Mozart Maratoncusu Aya İrini’de

Dünya Hali
Kendinizi bir müzisyen olarak nasıl tanımlarsınız?  Müzisyen olmamla ilgili en önemli şey açık ve özgür olmam. Geçmişin özgürlüğü, yeni fikirlere açık olmamı ve müzik yaparken yeni yollar denemem...
EMOJİLE

Kendinizi bir müzisyen olarak nasıl tanımlarsınız? 

Müzisyen olmamla ilgili en önemli şey açık ve özgür olmam. Geçmişin özgürlüğü, yeni fikirlere açık olmamı ve müzik yaparken yeni yollar denememi sağlıyor. Hayat, beklenmedik bir şey ve müzik de öyle olmalı; heyecanlı, sürprizlere açık, ilham verici, daima ileri doğru hareket eden ve geleceğe bakan. Klasik müzikle ilgili problem, çoğu zaman geçmiş ve çok eski geleneklerden uyarlanmış olması. Oysa geçmişte yaşamadığımızı unutmamalıyız! Bu nedenle en önemli şey, sanatımızla yeni olanaklar yaratabilmek, müzik çalarken ya da dinlerken yeni yollar bulmak. Bunları yaparken kendimizi ve çevremizdekileri şaşırtmaktan vazgeçmemeliyiz.

Mozart için müzikal anlamda ilk aşkınız diyebilir miyiz? 

Evet, ilk aşkım olarak kalmaya her zaman devam edecek.

Paris’te, Mozart’ın bütün sonatlarını çaldığınız 11 saatlik bir maratonda yer aldınız. Bu, sizin fikriniz miydi? Bize biraz bundan bahsedebilir misiniz? 

Mozart’ın piyano sonatlarını tutku derecesinde seviyorum ve bunları her zaman konserlerde yeteri kadar duyulmamış olarak bulmuşumdur. Esasında dünya çapındaki pek çok konser salonunda hep aynı üç dört sonatı dinleriz; fakat hiçbir zaman piyanistlerin diğer parçaları çalmamalarını anlayamamışımdır. Hepsi çok özgün, sıra dışı ve dokunaklı. Bu nedenle hepsini tek bir günde çalmaya ve izleyicilerle paylaşmaya karar verdim. Böylece izleyiciler daha önce hiç duymadıkları, Mozart’ın bütün piyanı sonatlarını keşfetmiş oldular. Bu müzikal maraton benim için çılgın bir deneyim olmuştur.

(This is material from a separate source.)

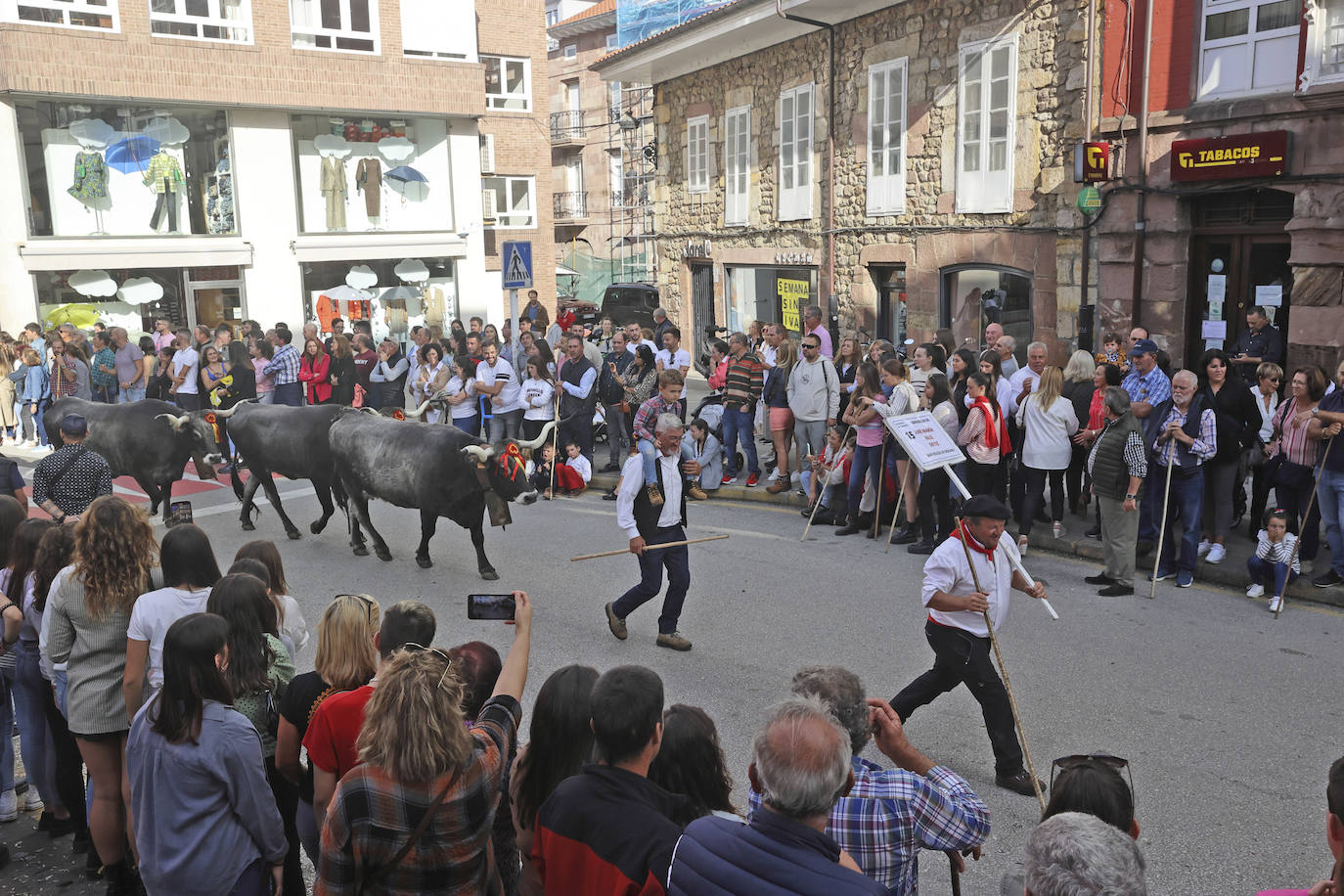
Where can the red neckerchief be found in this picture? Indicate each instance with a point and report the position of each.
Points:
(963, 535)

Erken dönem Mozart sonatları ile sonrakiler arasında büyük farklılıklar var mı? 

Evet. Genele baktığımızda Mozart’ın erken dönem parçaları ile sonrakiler arasında büyük bir fark var. Erken dönem parçalarında çok daha fazla ışık, gençlik ruhu ve çılgınlık var. Sonrakiler ise daha karanlık ve derin duygular barındırıyor. Mozart son dönem çalışmalarında insan ruhunun derinliklerine iniyor ve hayatın ötesine geçip olağanüstü bir ruhsal seviyeye ulaşıyor.

San Francisco Senfoni, performanslarınızdan birini şu cümleyle tanıtmıştı: “Mozart eserleriyle dolu bir program çok daha heyecan verici ve dinamik olabilir.” 

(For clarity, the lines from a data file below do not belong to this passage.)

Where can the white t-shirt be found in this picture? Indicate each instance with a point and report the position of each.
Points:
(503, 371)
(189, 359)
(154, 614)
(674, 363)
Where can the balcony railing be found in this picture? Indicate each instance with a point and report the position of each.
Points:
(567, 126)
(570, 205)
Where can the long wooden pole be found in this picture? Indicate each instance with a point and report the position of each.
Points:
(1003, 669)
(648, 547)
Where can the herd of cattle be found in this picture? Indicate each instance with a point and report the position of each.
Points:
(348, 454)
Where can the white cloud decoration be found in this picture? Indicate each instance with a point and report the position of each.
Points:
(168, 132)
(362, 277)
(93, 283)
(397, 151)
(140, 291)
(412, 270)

Kesinlikle katılıyorum. Bence çoğu kişi hâlâ Mozart’ın çok klasik bir besteci olduğunu ve diğer besteciler kadar heyecan verici olmadığını düşünüyor. Aslında Mozart, tarihteki en çılgın ve insanı şaşırtan bestecilerden biri. Bestelerinde birçok risk aldı. Mozart aynı zamanda çok içten, kişisel ve duygusal bir besteci. Onun eserleri sizi aynı anda hem güldürüp hem de ağlatabilir.

Bir sonraki projeniz nedir? 

Sony için iki yeni kayıt üzerinde çalışıyorum ve bu albümleri yapmayı gerçekten sabırsızlıkla bekliyorum. Albümlerin içinde çok orijinal ve farklı parçalar olacak.

İstanbul’da gerçekleştireceğiniz konserden neler beklemeliyiz? 

Cenevre Oda Orkestrası, Mozart, Rameau ve Ravel’in harika parçalarını çalacak. Özellikle çok sevdiğim bu parçaların hepsi çok özel ve orkestra üyeleri de güçlü bir şekilde bunu hissediyor. Çalacağımız bu parçalar şu ana kadar yazılmış en büyüleyici ve sürükleyici parçalar. Bence bu konser çok heyecan verici olacak; çünkü birçok çeşidi içinde barındırıyor. Umarım izleyiciler için de coşku verici bir performans olur. Bunlara ek olarak piyanodan Mozart’ın piyano konçertosunu yönetiyor olacağım. Konseri sabırsızlıkla bekliyorum.